Democrats found Franks’ paternalism toward minority groups to be suspect. Rep. Barbara Lee of California, identifying herself as a member of the Congressional Asian Pacific American Caucus, said the bill would “lead to further stigmatization of women, especially Asian Pacific American women.” Various Asian-American legal and women’s groups opposed the bill. In an interview Wednesday afternoon, Franks didn’t dispute that Asian-Americans would be targeted. “The real target in the Asian community here is the Asian women who are being coerced into aborting little girls,” he told me, adding: “When the left doesn’t want to make abortion the issue, they say you’re being against minorities.” Franks is a principled and consistent opponent of abortion, but his strategy has raised eyebrows before because of its racial component. In 2010, he said in a video interview that, because of abortion, “far more of the African-American community is being devastated by the policies of today than were being devastated by the policies of slavery.” (Franks told me this does not mean African-Americans were better off under slavery.) In 2011, he championed the “Susan B. Anthony and Frederick Douglass Prenatal Nondiscrimination Act.” That proposal, similar to the one before the House on Wednesday, relied on the novel argument that African-American mothers were discriminating against their fetuses by aborting them on the basis of race. More recently, Franks held hearings on a bill to prevent doctors in the District of Columbia — where minorities are the majority — from performing late-term abortions. Protesters picketed outside the Arizonan’s office asking whether “Mayor Franks” might help them with other local issues, such as potholes. Franks had blocked the District’s delegate in the House, Eleanor Holmes Norton, from testifying. Franks admitted he had no expectation that his latest bill would pass, because House leaders brought it up in a way that required a two-thirds majority. The purpose, he said, was to force pro-abortion-rights Democrats to make an uncomfortable vote.

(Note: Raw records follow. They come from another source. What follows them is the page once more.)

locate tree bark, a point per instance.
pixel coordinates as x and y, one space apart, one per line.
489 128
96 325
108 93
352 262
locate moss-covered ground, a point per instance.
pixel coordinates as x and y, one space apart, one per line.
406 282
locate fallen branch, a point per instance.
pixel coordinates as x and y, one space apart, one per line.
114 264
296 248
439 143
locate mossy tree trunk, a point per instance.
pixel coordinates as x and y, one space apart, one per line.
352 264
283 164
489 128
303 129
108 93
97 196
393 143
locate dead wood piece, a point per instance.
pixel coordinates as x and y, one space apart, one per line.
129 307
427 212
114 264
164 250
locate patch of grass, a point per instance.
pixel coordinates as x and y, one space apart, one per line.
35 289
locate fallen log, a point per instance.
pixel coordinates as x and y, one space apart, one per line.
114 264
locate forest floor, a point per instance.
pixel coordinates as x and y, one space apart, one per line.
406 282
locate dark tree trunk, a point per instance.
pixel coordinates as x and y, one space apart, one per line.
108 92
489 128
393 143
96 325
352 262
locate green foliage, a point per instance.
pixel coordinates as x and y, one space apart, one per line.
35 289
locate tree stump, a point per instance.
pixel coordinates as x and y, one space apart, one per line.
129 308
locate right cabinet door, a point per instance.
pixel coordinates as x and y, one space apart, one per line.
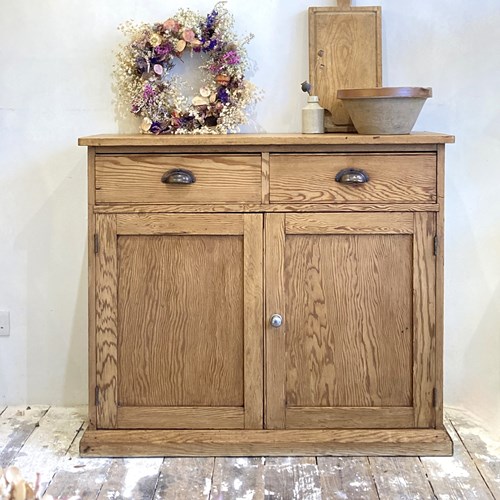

But in singling out minority groups to make his political points, Franks risks aggravating a long-term problem for the Republicans. According to primary exit polls, 90 percent of GOP voters this year have been white. It’s difficult in 2012 to win with such a statistic; over the coming decades, as minorities become the majority, it would relegate the party to irrelevance.

Franks, however, has enough difficulty keeping up with the day-to-day. His office called the House press gallery to say he would hold a news conference Wednesday morning, and an hour before the scheduled start time, an aide was still confirming the event. Reporters, photographers and TV camera crews arrived, but Franks was a no-show; his office said it had been postponed. The debate on the House floor was brief but nasty. Rep. Christopher Smith, R-N.J., warned of a contagion spreading from Asia. “Today the three most dangerous words in China and India are ‘It’s a girl,’” he said. “We can’t let that happen here.”

Rep. Cliff Stearns, R-Fla., claimed that opponents were “positioning the United States as a safe haven for those who cannot legally acquire sex-selection abortion in their own home countries.” Democratic Rep. Jim McDermott of Washington countered that the Republicans were setting up a straw man. “As I listen to this debate, I’m not sure if we’re talking about India or China,” he said.

Neither, Congressman. Just people who come from those places.